Perverse Ausnahme bleiben die USA: Jeder Kubaner, der trockenen Fusses US-Territorium erreicht, bekommt sofort eine Aufenthalts- und Arbeitsbewilligung, normalerweise nach einem Jahr die berühmte «Green Card».
Das liebe Geld
Selbst mit Pass und Visum bleibt noch ein letztes Problem: Das Ticket. Nur Cubana de Aviación lässt sich auf Inlandflügen von Einheimischen in der Nationalwährung Pesos Cubanos bezahlen. Andere Reisebewegungen sind bei einem durchschnittlichen Monatsgehalt von rund 20 Franken eher unerschwinglich. Ausser für Künstler, Händler und Profiteure der wirtschaftlichen Öffnung Kubas. Aber die mischelten sich auch schon vorher eine Reise, Not macht bekanntlich erfinderisch.
Neue Dienstleistungsqualität
Baff erstaunt hingegen, dass das Parteiorgan in einer aktualisierten Version des Artikels sogar Telefonnummern und Webseiten entsprechender staatlicher Behörden angibt, wo sich ausreisewillige Kubaner genauer informieren können. Andererseits ist natürlich eine Sicherheitsbarriere eingebaut. Zum Reisen braucht man bekanntlich einen Pass. Den kann zwar grundsätzlich jeder Kubaner beantragen, kostet auch nicht mehr als läppische 1000 Pesos Cubanos (rund 40 Franken).
Aber seine Ausstellung kann sich natürlich verkomplizieren, wenn es sich beim Antragssteller zufällig um einen bekannten Dissidenten handelt. Bei dem könnten auch allfällige unpolitische Vorstrafen, bspw. wegen «asozialen Verhaltens», im Wege stehen. Um Passbesitzer nachkontrollieren zu können, wird ebenfalls eine «Aktualisierung» des Papiers verlangt, sollte es vor dem Inkrafttreten dieser neuen Regelung ausgestellt worden sein.
Und die liebe westliche Presse
«Kubaner dürfen künftig reisen», titelt der «Tages-Anzeiger». Falsch, das durften sie schon immer. Und die, die es nicht durften, dürfen auch in Zukunft nicht. «Reisefreiheit für alle Bürger», meint die NZZ. Auch falsch. «Kuba gewährt seinen Bürgern Reisefreiheit», haut der «Spiegel» daneben. «Castro lässt seine Kubaner ausreisen», gut, vom «Blick» kann man ja nicht mehr erwarten.
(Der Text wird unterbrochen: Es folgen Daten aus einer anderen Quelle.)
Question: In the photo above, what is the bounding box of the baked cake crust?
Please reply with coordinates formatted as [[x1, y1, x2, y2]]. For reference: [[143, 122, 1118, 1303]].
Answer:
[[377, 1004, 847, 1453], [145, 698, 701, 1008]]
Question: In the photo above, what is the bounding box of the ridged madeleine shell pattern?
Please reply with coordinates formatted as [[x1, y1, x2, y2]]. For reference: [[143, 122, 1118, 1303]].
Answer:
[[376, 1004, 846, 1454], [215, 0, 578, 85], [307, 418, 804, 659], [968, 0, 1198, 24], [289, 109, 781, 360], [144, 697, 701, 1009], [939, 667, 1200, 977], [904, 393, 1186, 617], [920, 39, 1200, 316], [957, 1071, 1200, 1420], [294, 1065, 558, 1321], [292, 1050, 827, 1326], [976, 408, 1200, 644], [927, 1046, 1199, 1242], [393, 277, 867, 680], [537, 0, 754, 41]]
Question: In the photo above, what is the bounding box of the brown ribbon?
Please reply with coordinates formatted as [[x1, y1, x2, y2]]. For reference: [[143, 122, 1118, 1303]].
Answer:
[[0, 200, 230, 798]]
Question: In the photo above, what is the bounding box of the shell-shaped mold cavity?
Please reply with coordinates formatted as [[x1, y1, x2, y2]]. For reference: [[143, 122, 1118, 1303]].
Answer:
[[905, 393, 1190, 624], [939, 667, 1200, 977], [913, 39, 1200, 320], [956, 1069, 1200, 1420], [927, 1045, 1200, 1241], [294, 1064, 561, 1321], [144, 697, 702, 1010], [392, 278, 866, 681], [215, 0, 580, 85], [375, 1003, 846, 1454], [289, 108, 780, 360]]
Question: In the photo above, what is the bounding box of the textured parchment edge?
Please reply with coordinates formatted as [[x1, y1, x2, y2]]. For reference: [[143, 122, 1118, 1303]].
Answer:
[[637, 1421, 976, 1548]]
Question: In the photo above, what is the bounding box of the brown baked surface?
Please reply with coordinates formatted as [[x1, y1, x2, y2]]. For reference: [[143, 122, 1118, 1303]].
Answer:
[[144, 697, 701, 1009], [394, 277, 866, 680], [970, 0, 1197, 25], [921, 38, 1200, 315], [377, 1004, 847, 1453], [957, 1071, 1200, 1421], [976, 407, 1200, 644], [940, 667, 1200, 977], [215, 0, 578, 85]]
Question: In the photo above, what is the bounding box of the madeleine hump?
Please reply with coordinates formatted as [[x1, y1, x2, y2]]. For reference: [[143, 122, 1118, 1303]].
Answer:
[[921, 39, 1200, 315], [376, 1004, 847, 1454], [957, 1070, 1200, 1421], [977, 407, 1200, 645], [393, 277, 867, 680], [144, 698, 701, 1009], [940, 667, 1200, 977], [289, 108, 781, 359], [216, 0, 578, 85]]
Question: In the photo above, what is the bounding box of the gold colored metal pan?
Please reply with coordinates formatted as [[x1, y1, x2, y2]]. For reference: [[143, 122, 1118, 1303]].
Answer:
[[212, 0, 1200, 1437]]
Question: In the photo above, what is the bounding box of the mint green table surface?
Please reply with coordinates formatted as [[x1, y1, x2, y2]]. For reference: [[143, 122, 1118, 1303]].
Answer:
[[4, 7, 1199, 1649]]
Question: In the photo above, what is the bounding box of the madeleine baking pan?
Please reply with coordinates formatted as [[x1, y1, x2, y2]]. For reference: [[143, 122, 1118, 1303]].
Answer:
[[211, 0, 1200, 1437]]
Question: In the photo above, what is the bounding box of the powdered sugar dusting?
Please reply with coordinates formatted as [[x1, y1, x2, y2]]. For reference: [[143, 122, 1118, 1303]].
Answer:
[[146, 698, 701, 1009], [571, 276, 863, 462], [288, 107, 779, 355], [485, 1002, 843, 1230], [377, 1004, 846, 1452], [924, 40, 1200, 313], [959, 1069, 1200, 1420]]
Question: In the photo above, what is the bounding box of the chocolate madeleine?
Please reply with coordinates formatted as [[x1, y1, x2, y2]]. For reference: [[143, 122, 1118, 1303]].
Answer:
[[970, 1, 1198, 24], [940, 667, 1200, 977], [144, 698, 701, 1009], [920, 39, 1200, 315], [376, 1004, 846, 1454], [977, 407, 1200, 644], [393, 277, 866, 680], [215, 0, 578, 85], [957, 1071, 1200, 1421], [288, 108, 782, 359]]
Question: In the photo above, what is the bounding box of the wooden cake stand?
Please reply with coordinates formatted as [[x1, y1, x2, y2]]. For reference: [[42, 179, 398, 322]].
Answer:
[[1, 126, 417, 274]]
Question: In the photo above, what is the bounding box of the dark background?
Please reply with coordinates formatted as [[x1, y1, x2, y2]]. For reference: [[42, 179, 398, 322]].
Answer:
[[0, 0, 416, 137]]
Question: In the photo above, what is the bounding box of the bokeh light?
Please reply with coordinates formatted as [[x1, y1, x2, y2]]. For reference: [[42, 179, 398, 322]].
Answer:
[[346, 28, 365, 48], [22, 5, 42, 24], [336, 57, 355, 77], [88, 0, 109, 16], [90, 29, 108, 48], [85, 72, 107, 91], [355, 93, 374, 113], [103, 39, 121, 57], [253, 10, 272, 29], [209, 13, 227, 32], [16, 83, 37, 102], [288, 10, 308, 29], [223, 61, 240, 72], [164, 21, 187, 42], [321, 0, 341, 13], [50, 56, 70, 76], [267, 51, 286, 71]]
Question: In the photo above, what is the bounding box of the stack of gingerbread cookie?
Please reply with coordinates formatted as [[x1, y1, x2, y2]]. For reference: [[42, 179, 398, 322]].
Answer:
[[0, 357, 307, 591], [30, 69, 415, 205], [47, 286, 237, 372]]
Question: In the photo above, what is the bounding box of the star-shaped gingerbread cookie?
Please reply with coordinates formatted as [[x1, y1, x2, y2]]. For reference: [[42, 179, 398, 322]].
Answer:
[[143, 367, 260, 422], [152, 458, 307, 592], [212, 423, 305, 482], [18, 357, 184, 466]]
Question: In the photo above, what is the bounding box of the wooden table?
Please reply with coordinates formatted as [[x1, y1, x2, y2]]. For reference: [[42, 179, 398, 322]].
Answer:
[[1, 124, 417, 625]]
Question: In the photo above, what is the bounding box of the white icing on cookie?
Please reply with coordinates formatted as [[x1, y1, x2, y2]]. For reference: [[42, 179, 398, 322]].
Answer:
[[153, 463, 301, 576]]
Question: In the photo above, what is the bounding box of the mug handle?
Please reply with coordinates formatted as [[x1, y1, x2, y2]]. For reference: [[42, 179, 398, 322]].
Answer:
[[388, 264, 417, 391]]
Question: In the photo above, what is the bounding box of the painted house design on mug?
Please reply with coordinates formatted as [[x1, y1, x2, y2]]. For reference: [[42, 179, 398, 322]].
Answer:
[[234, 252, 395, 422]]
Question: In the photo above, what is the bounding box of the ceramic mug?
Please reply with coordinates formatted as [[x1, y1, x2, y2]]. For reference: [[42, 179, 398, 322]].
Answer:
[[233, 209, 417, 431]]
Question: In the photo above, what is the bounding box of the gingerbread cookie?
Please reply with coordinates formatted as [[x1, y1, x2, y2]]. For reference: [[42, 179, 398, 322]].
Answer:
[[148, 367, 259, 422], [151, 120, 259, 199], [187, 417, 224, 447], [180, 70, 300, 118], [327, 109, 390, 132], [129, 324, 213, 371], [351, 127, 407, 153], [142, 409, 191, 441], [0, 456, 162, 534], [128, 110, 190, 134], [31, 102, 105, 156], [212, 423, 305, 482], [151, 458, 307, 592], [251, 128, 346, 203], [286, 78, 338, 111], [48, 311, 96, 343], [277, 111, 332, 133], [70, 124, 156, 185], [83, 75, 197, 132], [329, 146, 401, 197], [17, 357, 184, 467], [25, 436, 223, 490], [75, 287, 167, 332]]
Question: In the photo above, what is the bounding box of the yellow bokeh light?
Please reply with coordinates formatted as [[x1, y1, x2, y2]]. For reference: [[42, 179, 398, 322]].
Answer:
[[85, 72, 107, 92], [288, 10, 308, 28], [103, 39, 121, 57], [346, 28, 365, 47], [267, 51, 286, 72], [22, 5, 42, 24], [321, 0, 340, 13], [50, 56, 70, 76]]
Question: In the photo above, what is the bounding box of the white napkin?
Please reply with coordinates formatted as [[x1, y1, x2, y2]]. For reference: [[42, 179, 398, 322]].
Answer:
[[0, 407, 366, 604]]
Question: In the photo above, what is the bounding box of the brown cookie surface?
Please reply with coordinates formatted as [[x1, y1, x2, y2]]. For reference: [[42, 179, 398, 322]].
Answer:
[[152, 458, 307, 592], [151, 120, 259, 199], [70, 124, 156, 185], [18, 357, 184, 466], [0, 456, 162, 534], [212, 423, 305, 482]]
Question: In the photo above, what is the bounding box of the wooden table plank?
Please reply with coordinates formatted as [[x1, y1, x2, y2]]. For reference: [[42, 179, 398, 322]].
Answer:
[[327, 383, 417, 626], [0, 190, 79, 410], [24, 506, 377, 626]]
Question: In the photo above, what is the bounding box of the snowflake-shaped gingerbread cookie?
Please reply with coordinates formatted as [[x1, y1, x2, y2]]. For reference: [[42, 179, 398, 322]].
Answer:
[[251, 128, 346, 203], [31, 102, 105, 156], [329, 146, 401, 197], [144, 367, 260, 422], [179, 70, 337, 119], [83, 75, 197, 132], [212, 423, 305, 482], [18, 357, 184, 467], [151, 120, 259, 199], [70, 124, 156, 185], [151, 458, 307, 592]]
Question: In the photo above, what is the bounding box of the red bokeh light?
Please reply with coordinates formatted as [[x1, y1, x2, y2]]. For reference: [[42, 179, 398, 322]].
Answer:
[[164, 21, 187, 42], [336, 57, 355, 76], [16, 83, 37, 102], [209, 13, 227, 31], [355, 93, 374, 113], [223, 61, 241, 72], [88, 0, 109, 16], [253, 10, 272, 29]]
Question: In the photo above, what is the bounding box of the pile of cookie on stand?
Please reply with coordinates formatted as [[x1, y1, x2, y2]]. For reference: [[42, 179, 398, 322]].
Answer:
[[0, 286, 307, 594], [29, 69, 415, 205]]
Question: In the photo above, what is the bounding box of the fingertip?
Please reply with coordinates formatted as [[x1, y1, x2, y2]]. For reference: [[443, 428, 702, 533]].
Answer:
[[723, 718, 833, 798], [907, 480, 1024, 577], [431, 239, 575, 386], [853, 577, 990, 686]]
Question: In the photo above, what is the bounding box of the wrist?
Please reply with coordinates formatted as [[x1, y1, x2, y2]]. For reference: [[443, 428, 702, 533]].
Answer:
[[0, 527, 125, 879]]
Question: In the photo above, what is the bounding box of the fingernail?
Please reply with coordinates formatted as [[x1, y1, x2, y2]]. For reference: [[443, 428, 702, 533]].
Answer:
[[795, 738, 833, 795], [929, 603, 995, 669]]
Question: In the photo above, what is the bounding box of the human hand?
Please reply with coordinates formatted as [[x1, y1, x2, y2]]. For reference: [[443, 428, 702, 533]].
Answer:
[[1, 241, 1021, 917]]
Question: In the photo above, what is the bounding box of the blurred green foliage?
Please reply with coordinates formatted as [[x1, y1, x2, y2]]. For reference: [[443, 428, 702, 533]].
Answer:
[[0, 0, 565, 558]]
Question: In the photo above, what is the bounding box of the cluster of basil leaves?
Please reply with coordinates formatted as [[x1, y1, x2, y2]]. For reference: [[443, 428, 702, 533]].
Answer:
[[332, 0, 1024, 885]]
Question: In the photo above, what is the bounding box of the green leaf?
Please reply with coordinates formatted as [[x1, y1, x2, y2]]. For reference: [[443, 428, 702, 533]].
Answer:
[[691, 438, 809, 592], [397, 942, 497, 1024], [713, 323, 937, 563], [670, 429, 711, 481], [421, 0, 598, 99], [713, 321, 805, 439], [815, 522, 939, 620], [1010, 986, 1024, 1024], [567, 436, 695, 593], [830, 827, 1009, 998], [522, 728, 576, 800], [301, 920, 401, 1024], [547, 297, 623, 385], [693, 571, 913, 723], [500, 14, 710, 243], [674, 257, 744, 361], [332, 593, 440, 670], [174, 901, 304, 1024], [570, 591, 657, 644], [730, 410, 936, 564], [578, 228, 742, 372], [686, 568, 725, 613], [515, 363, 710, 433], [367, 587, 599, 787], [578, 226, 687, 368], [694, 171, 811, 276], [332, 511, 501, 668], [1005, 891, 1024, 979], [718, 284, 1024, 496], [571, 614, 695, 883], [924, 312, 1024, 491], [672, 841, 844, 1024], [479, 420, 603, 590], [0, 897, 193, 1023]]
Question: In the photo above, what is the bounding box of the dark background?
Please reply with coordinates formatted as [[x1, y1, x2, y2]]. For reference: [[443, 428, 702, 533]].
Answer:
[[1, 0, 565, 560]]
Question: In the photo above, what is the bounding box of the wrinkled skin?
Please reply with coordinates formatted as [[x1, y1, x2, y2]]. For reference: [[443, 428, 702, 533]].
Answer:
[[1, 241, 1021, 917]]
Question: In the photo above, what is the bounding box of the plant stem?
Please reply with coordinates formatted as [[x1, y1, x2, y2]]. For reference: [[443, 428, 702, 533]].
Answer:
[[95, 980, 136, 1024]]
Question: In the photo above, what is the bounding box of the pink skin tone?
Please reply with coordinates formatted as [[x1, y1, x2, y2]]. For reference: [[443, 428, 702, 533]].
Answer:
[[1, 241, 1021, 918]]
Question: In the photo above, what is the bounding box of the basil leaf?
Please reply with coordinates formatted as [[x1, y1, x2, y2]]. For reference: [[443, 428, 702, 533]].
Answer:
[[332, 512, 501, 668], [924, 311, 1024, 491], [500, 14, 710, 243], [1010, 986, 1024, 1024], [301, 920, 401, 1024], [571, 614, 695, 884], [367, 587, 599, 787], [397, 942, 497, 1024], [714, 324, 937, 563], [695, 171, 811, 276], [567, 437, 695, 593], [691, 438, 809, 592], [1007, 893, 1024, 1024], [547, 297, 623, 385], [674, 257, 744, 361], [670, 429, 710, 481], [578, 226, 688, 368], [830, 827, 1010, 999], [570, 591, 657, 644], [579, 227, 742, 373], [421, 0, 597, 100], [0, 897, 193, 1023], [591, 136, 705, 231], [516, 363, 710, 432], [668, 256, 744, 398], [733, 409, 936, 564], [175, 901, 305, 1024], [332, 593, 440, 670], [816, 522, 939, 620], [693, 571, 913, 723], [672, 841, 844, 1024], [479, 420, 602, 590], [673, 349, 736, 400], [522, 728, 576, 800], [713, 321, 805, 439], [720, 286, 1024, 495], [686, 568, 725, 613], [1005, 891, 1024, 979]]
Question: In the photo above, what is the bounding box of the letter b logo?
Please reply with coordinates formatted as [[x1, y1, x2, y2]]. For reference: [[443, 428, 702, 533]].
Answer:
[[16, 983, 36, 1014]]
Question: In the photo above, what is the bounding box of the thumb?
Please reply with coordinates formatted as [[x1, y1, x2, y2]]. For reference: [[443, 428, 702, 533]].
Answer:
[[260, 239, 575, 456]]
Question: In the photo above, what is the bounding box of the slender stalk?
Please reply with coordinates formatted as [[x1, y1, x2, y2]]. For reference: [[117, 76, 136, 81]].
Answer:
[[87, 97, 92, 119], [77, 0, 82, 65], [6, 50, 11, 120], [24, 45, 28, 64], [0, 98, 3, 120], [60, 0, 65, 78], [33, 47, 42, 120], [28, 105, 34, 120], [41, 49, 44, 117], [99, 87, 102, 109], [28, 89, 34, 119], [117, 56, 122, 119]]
Und dabei fängt das Orakeln, ob es nun einen Massenexodus gebe, ob das Regime mit dieser Entscheidung wieder mal sein Ende eingeleitet habe, erst an. Gemach, es ist ganz einfach: Die meisten Kubaner durften schon immer reisen. Jetzt wird es bloss etwas einfacher für sie. Aber ohne freundlichen ausländischen Sponsor ist für die überwältigende Mehrheit der Bevölkerung eine Auslandsreise nach wie vor ein schöner Traum.